‘Forty Words For Sorrow’ – John Cardinal and Lise Delorme Mystery #1 (2000) by Giles Blunt

I saw the first series of Cardinal, the TV adaptation of Forty Words For Sorrow, a few years ago and enjoyed the way it created an atmosphere of distrust and threat that was partly embodied by the fierce cold weather in which most of the action took place.

It turns out that the TV version was fairly faithful to the book but there were, inevitably, simplifications so there was enough about the book that was different to keep it feeling fresh. 

Both of the main detectives, John Cardinal and Lise Delorme, are well-drawn. They come across as believably human and they are quite different from one another: age, gender and ethnic background. I liked how their relationship developed from a starting point of (well-deserved) mutual suspicion to something that might become a partnership, albeit a partnership between two naturally solitary people.

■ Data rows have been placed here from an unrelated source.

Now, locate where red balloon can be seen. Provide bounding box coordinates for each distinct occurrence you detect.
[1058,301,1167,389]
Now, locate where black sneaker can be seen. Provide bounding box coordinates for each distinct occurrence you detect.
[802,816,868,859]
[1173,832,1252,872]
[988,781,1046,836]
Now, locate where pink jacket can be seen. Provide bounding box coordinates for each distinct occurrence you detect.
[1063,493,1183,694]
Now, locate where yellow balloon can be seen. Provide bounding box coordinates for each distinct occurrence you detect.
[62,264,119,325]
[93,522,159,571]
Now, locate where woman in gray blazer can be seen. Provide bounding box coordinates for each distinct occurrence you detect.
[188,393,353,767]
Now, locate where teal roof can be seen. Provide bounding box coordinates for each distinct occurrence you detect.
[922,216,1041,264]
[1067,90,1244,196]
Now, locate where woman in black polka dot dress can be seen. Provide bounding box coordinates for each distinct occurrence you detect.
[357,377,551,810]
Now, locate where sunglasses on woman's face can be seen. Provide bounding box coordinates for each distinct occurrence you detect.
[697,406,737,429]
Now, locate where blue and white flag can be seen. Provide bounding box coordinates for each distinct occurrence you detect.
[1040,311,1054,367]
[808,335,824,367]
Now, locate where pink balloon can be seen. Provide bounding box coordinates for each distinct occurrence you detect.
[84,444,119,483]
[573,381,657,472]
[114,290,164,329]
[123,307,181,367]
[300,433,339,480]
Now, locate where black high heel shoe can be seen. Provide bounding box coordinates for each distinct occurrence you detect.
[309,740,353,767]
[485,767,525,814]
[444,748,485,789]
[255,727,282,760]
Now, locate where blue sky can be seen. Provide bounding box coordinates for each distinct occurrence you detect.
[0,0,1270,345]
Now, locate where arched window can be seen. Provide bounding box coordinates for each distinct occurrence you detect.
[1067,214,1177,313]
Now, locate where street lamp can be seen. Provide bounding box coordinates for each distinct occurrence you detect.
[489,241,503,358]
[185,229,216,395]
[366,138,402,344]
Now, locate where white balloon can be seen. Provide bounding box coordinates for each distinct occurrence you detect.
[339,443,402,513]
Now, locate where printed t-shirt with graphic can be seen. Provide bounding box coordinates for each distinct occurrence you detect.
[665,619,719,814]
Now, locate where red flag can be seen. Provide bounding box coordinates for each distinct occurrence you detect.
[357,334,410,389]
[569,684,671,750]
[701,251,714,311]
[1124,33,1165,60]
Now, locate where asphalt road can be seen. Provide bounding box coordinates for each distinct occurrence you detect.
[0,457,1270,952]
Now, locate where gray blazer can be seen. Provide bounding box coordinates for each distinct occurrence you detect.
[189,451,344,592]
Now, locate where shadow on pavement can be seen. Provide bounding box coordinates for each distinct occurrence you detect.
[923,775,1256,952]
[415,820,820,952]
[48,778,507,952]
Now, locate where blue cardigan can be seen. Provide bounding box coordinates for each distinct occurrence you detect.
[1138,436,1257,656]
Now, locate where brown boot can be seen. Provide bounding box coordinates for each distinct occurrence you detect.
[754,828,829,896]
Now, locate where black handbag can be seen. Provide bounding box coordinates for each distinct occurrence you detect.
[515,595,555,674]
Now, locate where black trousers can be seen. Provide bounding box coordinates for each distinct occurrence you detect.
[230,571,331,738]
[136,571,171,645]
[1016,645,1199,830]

There was a focus on mental health in the book that felt a little off-kilter. The killers are depicted as psychotic. Cardinal’s wife is bipolar. Cardinal himself verges on paranoid (although people really are out to get him) and Delorme has an exceptionally low now for association which, if it’s not pathological, certainly puts her in a mental minority. None of this was badly done but it did feel a little as if poor mental health was the main cause of sorrow in this book. In my experience, it’s more often the other way around.

The atmosphere of the novel was dolorous but not hopeless. The bleak winter weather and the mostly rural landscape are almost characters in their own right.

The plot was twisty and there are a couple of side plots to make things interesting. I’ll be back for the rest of the series.